Study participants were part of the Central Vein Sign in MS (CAVS-MS) pilot study. All were adults referred to one of 10 North American Imaging in MS Cooperative (NAIMS) centers, including Cleveland Clinic and Cedars-Sinai Medical Center, for new clinical or radiologic suspicion of MS. Patients with recent use of disease-modifying treatments or systemic corticosteroids were excluded.
The study cohort consisted of 78 participants (mean age of 45 years [range, 18-64]; 71% female) with a mean duration of 3.1 years since symptom onset. Of these, 37 (47%) were found to meet 2017 McDonald criteria for either relapsing-remitting MS (n = 35) or primary progressive MS (n = 2).
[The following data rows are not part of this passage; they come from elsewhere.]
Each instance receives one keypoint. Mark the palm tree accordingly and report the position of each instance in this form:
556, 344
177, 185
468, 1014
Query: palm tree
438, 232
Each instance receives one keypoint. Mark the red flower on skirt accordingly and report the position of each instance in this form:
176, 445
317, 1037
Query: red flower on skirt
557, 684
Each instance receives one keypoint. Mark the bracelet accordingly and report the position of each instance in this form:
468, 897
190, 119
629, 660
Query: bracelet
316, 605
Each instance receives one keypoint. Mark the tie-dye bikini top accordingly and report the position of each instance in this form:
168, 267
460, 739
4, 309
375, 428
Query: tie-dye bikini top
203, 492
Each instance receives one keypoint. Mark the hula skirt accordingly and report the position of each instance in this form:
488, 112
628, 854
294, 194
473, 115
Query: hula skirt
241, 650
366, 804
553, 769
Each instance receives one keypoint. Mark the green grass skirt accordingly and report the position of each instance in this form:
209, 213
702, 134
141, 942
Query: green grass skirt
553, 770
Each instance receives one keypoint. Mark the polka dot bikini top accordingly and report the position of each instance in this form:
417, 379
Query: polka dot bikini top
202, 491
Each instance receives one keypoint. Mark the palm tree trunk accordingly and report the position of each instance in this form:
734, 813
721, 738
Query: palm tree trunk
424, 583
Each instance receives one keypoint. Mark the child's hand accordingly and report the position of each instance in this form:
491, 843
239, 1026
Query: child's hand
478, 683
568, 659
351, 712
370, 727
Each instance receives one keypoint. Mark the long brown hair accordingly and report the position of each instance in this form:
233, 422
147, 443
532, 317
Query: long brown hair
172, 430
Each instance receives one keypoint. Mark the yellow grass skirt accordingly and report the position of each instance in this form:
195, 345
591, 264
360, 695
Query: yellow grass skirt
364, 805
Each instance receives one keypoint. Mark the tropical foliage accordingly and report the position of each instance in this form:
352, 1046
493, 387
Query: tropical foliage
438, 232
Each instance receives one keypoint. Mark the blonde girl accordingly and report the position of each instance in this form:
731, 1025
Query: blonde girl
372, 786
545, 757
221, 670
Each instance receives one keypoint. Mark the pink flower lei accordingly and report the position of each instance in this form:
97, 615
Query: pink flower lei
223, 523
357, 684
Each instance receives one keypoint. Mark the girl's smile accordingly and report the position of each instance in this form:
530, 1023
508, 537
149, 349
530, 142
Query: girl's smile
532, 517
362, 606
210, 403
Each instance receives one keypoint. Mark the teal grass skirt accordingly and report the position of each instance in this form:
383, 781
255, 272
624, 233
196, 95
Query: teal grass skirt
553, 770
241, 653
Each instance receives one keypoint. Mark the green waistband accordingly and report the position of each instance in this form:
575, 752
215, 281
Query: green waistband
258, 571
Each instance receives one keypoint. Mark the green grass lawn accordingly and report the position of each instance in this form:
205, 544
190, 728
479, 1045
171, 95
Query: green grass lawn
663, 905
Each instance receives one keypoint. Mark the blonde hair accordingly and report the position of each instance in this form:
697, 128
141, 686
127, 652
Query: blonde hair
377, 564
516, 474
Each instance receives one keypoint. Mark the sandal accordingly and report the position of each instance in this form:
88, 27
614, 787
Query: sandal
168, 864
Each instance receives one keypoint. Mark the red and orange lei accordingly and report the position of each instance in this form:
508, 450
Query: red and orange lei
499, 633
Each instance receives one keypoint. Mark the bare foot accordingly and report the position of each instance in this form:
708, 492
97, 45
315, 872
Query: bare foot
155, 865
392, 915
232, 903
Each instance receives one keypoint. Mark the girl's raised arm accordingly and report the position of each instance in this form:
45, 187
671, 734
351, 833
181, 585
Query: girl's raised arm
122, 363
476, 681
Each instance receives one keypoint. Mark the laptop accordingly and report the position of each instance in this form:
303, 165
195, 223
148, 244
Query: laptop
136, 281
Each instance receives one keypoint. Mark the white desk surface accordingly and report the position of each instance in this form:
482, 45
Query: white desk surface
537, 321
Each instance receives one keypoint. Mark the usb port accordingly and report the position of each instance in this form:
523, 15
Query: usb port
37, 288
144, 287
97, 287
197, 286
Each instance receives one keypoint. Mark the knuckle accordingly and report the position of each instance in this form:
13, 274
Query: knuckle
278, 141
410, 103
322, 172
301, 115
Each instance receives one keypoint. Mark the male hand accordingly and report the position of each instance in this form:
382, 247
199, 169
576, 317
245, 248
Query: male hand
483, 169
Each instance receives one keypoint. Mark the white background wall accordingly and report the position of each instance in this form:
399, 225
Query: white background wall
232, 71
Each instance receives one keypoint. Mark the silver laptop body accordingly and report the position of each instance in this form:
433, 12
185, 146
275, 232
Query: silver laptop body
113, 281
The presence of PRLs was evaluated from high-resolution 3D echo-planar imaging acquired on 3T brain MRI. Three independent readers were used, all blinded to diagnosis, with adjudication from a fourth. The 2017 McDonald criteria were used to determine each patient’s diagnosis, which was compared to PRL thresholds of at least one or at least two lesions positive for PRL.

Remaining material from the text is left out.